Onthe Synergestic Use of ENVISAT/ASAR Imagery and Ancilliary Spatial Data for Wetlands Monitoring
Marti-Cardona, B.; Dolz-Ripolles, J.
Universitat Politècnica de Catalunya, SPAIN
Doñana wetlands are located on the right bank of the Guadalquivir River, in South West Spain. The marshes completely dry out every summer and flood again during fall and winter. The flood extent depends on the cumulated precipitation of the hydrological year, and can reach a maximum area of approximately 30,000 ha in the wetest cycles. The marshes filling up process was monitored between 2006 and 2010 by means of Envisat/ASAR images, acquired at different incidence angles in order to increase the observation frequency.

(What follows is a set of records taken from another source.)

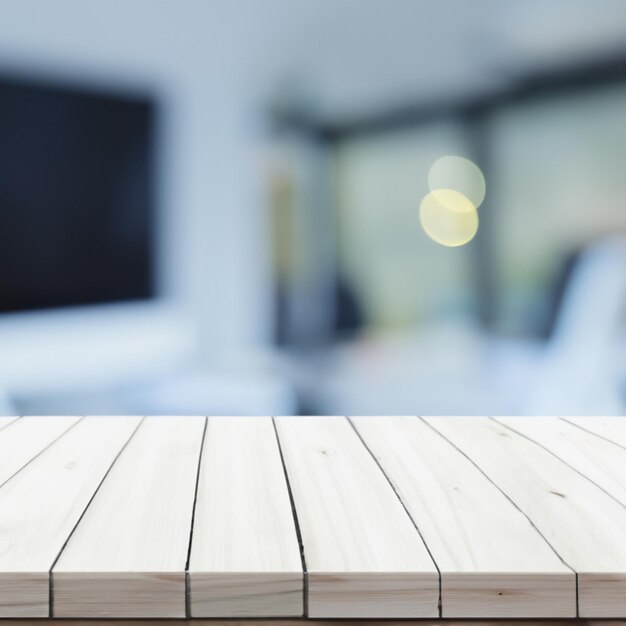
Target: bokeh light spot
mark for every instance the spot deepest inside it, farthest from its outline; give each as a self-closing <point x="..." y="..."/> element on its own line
<point x="448" y="217"/>
<point x="454" y="172"/>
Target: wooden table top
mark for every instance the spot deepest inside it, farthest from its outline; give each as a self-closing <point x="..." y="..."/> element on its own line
<point x="321" y="517"/>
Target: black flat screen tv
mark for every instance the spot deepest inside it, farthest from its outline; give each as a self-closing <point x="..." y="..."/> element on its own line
<point x="77" y="198"/>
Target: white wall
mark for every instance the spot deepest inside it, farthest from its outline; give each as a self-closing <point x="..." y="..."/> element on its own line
<point x="200" y="56"/>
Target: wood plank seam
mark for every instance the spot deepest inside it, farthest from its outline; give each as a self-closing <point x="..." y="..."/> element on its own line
<point x="556" y="456"/>
<point x="305" y="576"/>
<point x="50" y="577"/>
<point x="590" y="432"/>
<point x="41" y="451"/>
<point x="193" y="517"/>
<point x="506" y="495"/>
<point x="406" y="510"/>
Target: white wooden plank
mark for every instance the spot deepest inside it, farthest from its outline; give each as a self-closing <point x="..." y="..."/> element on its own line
<point x="493" y="562"/>
<point x="598" y="459"/>
<point x="26" y="439"/>
<point x="364" y="557"/>
<point x="585" y="525"/>
<point x="42" y="503"/>
<point x="245" y="559"/>
<point x="127" y="556"/>
<point x="612" y="428"/>
<point x="5" y="420"/>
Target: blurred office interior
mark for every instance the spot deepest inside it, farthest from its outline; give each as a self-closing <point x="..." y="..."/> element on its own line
<point x="212" y="207"/>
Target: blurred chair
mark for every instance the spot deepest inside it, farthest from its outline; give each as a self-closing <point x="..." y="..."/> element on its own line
<point x="581" y="371"/>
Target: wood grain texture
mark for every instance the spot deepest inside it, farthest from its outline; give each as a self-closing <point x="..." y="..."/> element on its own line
<point x="585" y="525"/>
<point x="127" y="556"/>
<point x="598" y="459"/>
<point x="245" y="558"/>
<point x="364" y="556"/>
<point x="41" y="504"/>
<point x="26" y="438"/>
<point x="612" y="428"/>
<point x="493" y="562"/>
<point x="313" y="622"/>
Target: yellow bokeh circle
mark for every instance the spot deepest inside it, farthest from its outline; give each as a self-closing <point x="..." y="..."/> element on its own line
<point x="454" y="172"/>
<point x="448" y="217"/>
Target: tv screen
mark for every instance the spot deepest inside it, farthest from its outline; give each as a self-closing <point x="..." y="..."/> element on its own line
<point x="76" y="196"/>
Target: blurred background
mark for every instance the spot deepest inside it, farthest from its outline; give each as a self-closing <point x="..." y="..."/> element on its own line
<point x="212" y="207"/>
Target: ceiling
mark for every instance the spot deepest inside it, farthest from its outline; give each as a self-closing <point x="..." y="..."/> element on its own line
<point x="338" y="58"/>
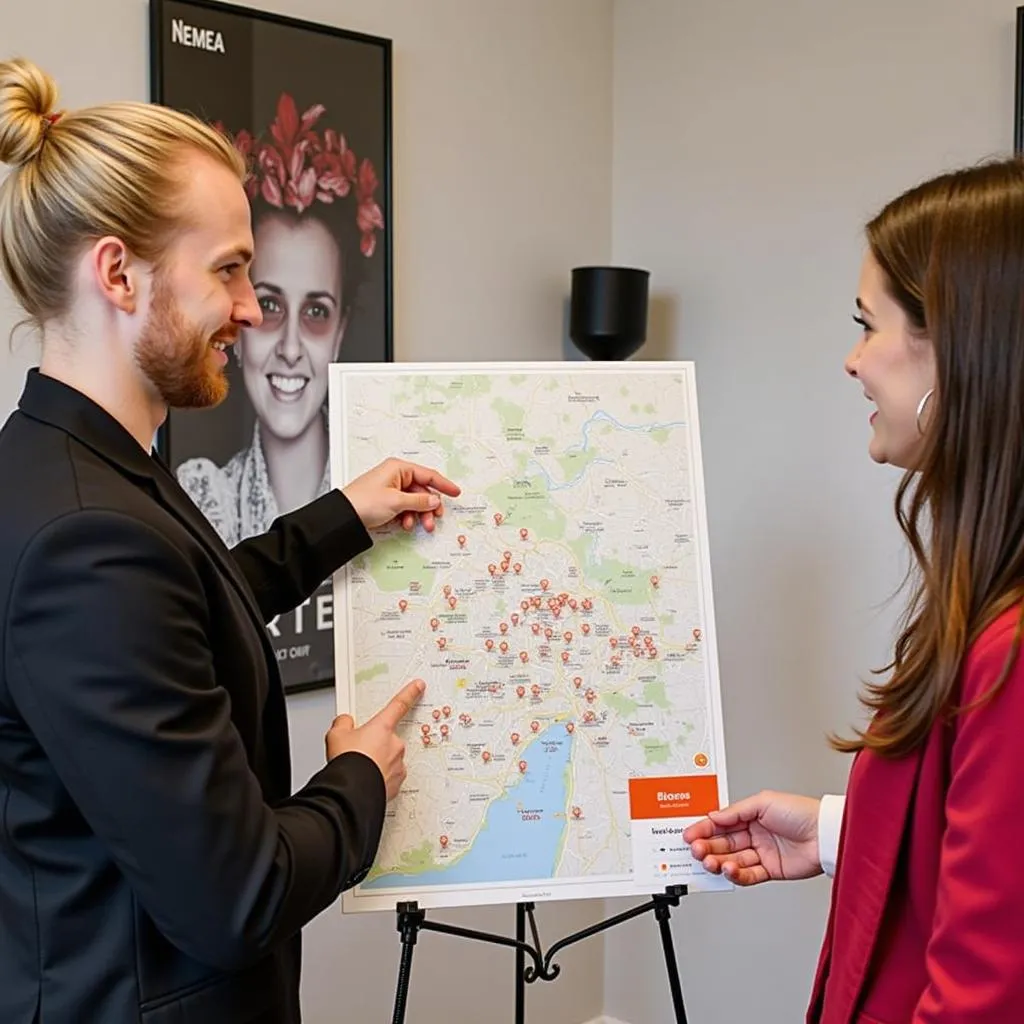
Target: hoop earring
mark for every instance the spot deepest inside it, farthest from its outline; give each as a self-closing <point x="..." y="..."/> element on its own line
<point x="921" y="409"/>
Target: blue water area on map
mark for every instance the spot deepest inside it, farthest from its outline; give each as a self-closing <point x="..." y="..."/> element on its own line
<point x="522" y="830"/>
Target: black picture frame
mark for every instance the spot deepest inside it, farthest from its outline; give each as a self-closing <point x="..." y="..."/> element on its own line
<point x="310" y="105"/>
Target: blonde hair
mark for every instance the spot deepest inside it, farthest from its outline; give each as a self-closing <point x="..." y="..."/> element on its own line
<point x="80" y="175"/>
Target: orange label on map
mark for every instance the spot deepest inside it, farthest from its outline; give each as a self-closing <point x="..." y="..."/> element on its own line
<point x="673" y="797"/>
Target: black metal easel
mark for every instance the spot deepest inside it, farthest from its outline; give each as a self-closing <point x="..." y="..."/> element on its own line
<point x="413" y="920"/>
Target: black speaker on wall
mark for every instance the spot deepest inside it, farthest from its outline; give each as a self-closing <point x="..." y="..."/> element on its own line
<point x="608" y="310"/>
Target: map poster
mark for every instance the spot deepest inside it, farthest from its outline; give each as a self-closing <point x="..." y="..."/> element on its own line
<point x="561" y="615"/>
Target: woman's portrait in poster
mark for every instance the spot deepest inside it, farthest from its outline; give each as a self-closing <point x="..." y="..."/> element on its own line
<point x="308" y="108"/>
<point x="310" y="247"/>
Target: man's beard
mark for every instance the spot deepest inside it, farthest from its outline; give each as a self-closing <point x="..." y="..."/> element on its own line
<point x="175" y="354"/>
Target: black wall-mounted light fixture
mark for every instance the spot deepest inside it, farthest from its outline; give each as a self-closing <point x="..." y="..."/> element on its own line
<point x="608" y="310"/>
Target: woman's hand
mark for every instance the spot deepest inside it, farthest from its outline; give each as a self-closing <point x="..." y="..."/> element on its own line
<point x="399" y="491"/>
<point x="768" y="837"/>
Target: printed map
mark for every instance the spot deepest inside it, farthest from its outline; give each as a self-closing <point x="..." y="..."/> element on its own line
<point x="560" y="615"/>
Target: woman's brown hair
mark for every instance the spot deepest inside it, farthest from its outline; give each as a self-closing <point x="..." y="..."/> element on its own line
<point x="951" y="251"/>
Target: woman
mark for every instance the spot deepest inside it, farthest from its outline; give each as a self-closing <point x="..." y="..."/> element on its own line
<point x="314" y="224"/>
<point x="926" y="922"/>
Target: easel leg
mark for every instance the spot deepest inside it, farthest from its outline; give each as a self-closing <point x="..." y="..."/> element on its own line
<point x="520" y="965"/>
<point x="410" y="920"/>
<point x="662" y="911"/>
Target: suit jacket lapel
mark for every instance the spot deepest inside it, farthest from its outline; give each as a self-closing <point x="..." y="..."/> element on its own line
<point x="52" y="401"/>
<point x="883" y="792"/>
<point x="173" y="498"/>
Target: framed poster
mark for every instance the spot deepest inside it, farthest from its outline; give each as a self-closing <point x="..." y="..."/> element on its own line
<point x="309" y="107"/>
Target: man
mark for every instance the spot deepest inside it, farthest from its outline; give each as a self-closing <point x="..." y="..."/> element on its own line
<point x="155" y="864"/>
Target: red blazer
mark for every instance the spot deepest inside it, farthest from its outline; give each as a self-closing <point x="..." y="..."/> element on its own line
<point x="927" y="919"/>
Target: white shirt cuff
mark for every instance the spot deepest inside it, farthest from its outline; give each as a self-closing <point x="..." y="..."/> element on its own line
<point x="829" y="825"/>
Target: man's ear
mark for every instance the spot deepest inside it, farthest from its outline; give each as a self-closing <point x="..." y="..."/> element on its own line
<point x="117" y="272"/>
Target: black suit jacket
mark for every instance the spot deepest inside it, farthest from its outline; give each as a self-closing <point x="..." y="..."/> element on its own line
<point x="155" y="864"/>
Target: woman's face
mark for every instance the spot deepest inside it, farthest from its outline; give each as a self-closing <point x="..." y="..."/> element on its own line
<point x="895" y="368"/>
<point x="296" y="274"/>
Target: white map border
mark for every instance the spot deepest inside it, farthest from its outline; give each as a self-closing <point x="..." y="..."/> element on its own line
<point x="342" y="375"/>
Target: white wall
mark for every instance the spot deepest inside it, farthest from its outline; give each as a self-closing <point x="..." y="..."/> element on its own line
<point x="752" y="141"/>
<point x="503" y="182"/>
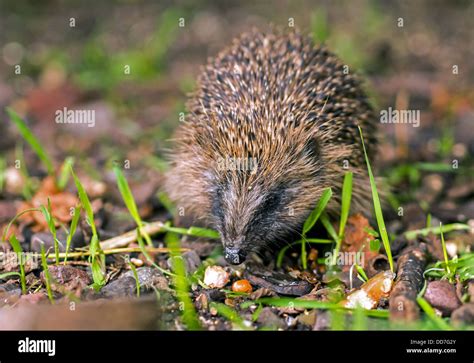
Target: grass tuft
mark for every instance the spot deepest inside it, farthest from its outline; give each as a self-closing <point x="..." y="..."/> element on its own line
<point x="21" y="263"/>
<point x="127" y="197"/>
<point x="311" y="221"/>
<point x="188" y="311"/>
<point x="72" y="230"/>
<point x="52" y="228"/>
<point x="47" y="276"/>
<point x="97" y="257"/>
<point x="378" y="207"/>
<point x="32" y="140"/>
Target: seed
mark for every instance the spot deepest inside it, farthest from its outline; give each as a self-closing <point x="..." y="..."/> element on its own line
<point x="242" y="286"/>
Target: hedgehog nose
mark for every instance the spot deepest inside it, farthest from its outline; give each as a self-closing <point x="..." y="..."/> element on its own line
<point x="234" y="256"/>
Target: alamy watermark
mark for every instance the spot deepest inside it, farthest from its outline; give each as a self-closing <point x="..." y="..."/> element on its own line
<point x="67" y="116"/>
<point x="391" y="116"/>
<point x="237" y="164"/>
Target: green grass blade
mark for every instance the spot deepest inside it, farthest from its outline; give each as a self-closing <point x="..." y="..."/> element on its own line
<point x="428" y="309"/>
<point x="437" y="230"/>
<point x="282" y="252"/>
<point x="13" y="220"/>
<point x="3" y="169"/>
<point x="97" y="257"/>
<point x="72" y="230"/>
<point x="8" y="274"/>
<point x="377" y="207"/>
<point x="127" y="195"/>
<point x="230" y="314"/>
<point x="311" y="221"/>
<point x="361" y="272"/>
<point x="310" y="304"/>
<point x="65" y="172"/>
<point x="188" y="311"/>
<point x="445" y="251"/>
<point x="19" y="251"/>
<point x="85" y="202"/>
<point x="135" y="275"/>
<point x="129" y="200"/>
<point x="32" y="140"/>
<point x="314" y="215"/>
<point x="346" y="202"/>
<point x="52" y="228"/>
<point x="47" y="276"/>
<point x="193" y="231"/>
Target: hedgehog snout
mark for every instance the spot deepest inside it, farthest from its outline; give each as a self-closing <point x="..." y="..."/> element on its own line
<point x="234" y="251"/>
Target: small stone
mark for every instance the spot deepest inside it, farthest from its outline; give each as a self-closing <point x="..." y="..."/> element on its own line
<point x="470" y="290"/>
<point x="269" y="319"/>
<point x="14" y="181"/>
<point x="281" y="283"/>
<point x="125" y="285"/>
<point x="191" y="261"/>
<point x="308" y="318"/>
<point x="442" y="296"/>
<point x="214" y="295"/>
<point x="136" y="261"/>
<point x="463" y="315"/>
<point x="216" y="277"/>
<point x="65" y="277"/>
<point x="242" y="286"/>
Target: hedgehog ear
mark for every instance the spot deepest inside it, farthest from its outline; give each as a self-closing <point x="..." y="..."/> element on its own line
<point x="311" y="148"/>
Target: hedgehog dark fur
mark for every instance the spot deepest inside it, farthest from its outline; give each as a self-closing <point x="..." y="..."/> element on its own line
<point x="288" y="112"/>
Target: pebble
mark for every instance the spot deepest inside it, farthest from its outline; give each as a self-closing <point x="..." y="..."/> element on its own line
<point x="463" y="315"/>
<point x="192" y="261"/>
<point x="270" y="320"/>
<point x="216" y="277"/>
<point x="67" y="278"/>
<point x="279" y="282"/>
<point x="442" y="296"/>
<point x="125" y="285"/>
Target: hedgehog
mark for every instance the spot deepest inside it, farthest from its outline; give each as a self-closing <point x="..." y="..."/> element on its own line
<point x="272" y="123"/>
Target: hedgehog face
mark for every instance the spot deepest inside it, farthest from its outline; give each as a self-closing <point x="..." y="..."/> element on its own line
<point x="251" y="218"/>
<point x="246" y="216"/>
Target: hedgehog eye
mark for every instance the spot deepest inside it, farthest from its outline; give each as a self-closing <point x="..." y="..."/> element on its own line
<point x="311" y="148"/>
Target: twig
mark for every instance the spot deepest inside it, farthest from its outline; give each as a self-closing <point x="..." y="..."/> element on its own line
<point x="131" y="236"/>
<point x="409" y="281"/>
<point x="118" y="250"/>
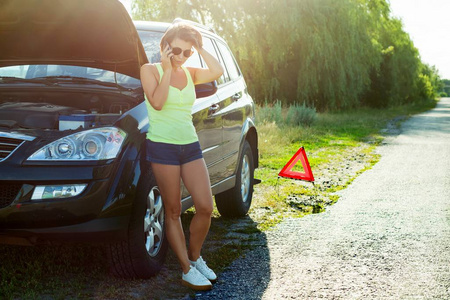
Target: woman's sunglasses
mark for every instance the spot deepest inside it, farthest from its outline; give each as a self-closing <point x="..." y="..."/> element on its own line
<point x="177" y="51"/>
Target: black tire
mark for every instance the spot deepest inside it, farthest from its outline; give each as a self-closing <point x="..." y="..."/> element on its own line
<point x="236" y="202"/>
<point x="143" y="253"/>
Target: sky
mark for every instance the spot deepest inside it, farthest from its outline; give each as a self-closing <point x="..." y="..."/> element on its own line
<point x="428" y="24"/>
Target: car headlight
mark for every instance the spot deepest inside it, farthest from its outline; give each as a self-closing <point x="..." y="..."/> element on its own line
<point x="93" y="144"/>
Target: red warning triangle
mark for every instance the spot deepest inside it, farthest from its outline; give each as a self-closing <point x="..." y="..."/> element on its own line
<point x="287" y="169"/>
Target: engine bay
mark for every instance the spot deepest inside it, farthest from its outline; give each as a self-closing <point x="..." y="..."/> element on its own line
<point x="61" y="111"/>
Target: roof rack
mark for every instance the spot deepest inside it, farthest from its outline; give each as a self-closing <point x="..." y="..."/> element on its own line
<point x="179" y="20"/>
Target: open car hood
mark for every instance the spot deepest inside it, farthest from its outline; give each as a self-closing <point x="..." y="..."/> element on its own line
<point x="89" y="33"/>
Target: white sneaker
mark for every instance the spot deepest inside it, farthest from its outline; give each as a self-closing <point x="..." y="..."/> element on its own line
<point x="201" y="266"/>
<point x="195" y="280"/>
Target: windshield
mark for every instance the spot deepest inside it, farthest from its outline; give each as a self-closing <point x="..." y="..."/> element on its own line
<point x="151" y="39"/>
<point x="40" y="71"/>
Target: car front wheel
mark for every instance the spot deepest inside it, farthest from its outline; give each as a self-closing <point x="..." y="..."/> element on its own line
<point x="236" y="201"/>
<point x="143" y="253"/>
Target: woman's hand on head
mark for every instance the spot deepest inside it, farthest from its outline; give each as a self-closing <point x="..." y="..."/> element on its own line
<point x="166" y="57"/>
<point x="198" y="41"/>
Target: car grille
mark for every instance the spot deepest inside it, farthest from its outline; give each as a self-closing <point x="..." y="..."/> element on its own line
<point x="8" y="193"/>
<point x="8" y="145"/>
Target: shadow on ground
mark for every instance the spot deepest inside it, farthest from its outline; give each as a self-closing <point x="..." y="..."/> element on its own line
<point x="81" y="271"/>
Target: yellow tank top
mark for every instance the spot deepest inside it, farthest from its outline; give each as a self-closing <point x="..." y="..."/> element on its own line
<point x="173" y="123"/>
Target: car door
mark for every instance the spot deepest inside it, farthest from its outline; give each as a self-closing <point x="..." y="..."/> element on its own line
<point x="207" y="120"/>
<point x="233" y="99"/>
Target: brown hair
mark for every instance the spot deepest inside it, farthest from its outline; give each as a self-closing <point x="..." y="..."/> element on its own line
<point x="182" y="31"/>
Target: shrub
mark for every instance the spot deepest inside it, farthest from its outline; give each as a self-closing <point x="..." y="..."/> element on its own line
<point x="298" y="115"/>
<point x="269" y="114"/>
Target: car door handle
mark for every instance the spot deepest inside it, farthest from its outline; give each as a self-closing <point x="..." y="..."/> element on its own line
<point x="214" y="108"/>
<point x="236" y="96"/>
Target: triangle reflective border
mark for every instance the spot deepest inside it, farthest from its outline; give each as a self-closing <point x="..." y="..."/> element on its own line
<point x="287" y="169"/>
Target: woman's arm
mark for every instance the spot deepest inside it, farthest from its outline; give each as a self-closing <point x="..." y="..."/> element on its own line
<point x="155" y="90"/>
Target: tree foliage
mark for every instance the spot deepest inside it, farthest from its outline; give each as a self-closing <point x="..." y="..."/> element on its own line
<point x="326" y="54"/>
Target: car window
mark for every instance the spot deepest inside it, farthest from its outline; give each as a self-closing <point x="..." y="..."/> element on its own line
<point x="151" y="40"/>
<point x="230" y="63"/>
<point x="208" y="46"/>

As usual in marshland areas, Doñana's topography is extremely flat, with a maximum elevation difference of 2.50 m in its entire extension. Despite its subtleness, Doñana's topography has a crucial effect on the hydroperiod or time that each zone remains flooded, what in turn determines the vegetal species growing in it. In 2002 a digital terrain model of Doñana marshes was built based on the elevation data collected in a LIDAR survey flight. It is well-known that the utility of radar images for land cover mapping is seriously undermined by the speckle phenomenon. The literature on speckle filtering is vast, but all filters need to be applied over locally stationary neighborhoods, so that the filtered value does not smear edges or mixes up backscattering values from different cover types. Given the strong correlation between Doñana covers and its topography, neighboring pixels at the same elevation are very likely to belong to the same class. Hence, the DTM provides exquisite information to choose homogeneous filtering neighborhoods, which will be large in flat areas and will become smaller as the terrain gets steeper. Filtering neighborhoods defined in this way are more likely to follow natural edges than square or other fixed-geometry windows used by generalist methods.
This article describes the filtering procedure applied to Doñana ASAR images under the guidance of the DTM. Results are compared to those obtained by filtering the images with common speckle filters. The terrain information is then implemented into a clustering algorithm in order to segment and classify the images, with the final aim to produce flood maps.
The rapid increase in the availability of precise DTMs, together with the fact that physical and ecological parameters in natural environments are often tightly linked to the terrain elevation, point at the interest of implementing DTMs information into the filtering and processing of SAR images.